Lacan repite en varias ocasiones que “el tercero anuda a los otros dos”, pero inmediatamente surge la pregunta: ¿cuál es ese tercero? En un lazo de tres consistencias, cuando cada una tiene el estatuto de toro y presenta la misma consistencia, no hay rasgo que permita distinguirlos estructuralmente. A diferencia de la metáfora paterna, donde la diferencia se sostiene en la función del tercero, aquí ninguna consistencia ocupa un lugar privilegiado. La equivalencia entre R, S e I impide fijar una primacía: cualquiera podría funcionar como “tercero”.
Lacan ensaya entonces otro modo de ordenar: no por jerarquía, sino por la función del medio. No se trata de un punto espacial, sino del elemento que media entre los otros dos, volviendo el lazo operable. Esta idea del “medio” resuena con aquella función que Lacan atribuye a la angustia, situada entre deseo y goce como aquello que indica un pasaje sin garantizarlo.
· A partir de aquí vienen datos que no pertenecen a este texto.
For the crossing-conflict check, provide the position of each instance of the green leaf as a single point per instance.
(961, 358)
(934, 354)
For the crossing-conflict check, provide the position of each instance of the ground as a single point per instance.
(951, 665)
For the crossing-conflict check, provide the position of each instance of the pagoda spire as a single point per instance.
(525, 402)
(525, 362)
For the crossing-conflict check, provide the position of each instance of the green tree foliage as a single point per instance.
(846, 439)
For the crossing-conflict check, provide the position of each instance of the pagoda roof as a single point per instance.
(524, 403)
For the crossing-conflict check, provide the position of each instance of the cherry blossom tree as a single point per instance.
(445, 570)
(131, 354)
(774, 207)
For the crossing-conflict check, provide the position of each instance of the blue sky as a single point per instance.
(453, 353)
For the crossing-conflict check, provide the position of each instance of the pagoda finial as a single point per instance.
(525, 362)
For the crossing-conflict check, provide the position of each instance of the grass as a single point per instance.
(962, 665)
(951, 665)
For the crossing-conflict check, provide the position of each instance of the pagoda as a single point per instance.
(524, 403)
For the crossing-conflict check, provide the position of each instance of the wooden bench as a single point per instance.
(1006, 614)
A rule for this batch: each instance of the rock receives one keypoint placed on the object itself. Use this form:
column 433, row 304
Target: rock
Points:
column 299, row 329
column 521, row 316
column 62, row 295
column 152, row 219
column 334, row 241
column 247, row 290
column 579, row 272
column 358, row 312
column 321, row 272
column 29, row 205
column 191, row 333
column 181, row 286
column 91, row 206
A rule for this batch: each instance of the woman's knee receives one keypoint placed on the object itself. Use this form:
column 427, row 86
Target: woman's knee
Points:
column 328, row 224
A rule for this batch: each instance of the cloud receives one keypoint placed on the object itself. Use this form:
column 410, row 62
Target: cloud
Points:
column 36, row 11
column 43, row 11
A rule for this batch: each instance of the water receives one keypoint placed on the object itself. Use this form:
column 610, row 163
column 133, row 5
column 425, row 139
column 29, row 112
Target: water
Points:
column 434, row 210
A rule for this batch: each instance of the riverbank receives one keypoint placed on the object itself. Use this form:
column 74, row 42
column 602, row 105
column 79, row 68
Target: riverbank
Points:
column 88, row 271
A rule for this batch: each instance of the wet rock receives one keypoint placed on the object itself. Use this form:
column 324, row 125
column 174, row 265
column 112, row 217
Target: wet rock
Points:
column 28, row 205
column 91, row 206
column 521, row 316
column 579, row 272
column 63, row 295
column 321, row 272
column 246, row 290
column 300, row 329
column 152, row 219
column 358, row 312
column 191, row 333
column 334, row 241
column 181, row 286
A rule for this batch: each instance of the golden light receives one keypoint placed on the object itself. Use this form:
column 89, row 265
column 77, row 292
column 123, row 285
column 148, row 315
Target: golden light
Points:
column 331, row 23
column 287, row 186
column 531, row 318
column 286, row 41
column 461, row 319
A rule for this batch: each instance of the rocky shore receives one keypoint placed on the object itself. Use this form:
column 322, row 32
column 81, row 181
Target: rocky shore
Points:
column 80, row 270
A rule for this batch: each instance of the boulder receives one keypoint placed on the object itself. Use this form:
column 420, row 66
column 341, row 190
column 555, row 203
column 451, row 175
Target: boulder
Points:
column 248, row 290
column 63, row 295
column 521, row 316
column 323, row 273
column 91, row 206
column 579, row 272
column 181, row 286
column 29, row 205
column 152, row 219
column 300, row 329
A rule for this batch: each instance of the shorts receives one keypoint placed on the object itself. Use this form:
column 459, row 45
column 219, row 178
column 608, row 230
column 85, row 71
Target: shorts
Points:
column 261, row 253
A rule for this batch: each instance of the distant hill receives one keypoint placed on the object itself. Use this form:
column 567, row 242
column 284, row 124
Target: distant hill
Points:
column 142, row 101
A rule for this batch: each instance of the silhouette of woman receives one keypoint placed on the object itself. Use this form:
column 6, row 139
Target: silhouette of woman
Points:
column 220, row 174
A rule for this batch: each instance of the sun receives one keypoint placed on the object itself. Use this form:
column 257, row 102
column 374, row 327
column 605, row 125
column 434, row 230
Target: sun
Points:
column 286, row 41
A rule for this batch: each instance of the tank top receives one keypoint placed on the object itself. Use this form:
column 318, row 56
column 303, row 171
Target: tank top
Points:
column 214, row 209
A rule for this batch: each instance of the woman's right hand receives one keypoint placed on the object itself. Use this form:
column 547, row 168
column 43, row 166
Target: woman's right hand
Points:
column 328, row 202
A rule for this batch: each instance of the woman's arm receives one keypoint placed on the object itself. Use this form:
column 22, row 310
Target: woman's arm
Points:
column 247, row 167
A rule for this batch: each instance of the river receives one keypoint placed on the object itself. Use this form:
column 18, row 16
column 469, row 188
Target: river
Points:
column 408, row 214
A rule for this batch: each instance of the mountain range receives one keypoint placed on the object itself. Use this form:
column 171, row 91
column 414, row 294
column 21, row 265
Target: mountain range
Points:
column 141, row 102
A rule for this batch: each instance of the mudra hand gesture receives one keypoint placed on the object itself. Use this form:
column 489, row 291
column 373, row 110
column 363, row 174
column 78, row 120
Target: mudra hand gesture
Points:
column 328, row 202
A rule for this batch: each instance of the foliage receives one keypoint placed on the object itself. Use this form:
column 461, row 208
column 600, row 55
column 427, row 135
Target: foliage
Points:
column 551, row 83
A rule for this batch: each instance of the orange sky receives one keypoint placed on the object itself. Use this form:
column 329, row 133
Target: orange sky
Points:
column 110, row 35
Este punto conecta con un antecedente clave: en “La lógica del fantasma” Lacan afirma que el sujeto sólo entra en relación con un partenaire a través de algo que hace de medio, suplencia de la no-relación. Ese medio no es accesorio, sino condición misma del vínculo.
Esta función del medio reformula profundamente el campo del amor, transformándolo en aquello que media en la relación con el partenaire y que, a la vez, vela la diferencia opaca que estructura lo sexuado. Tal como destaca Rabinovich en Modos lógicos del amor de transferencia, el amor funciona como la envoltura que hace soportable la disimetría fundamental entre los sexos.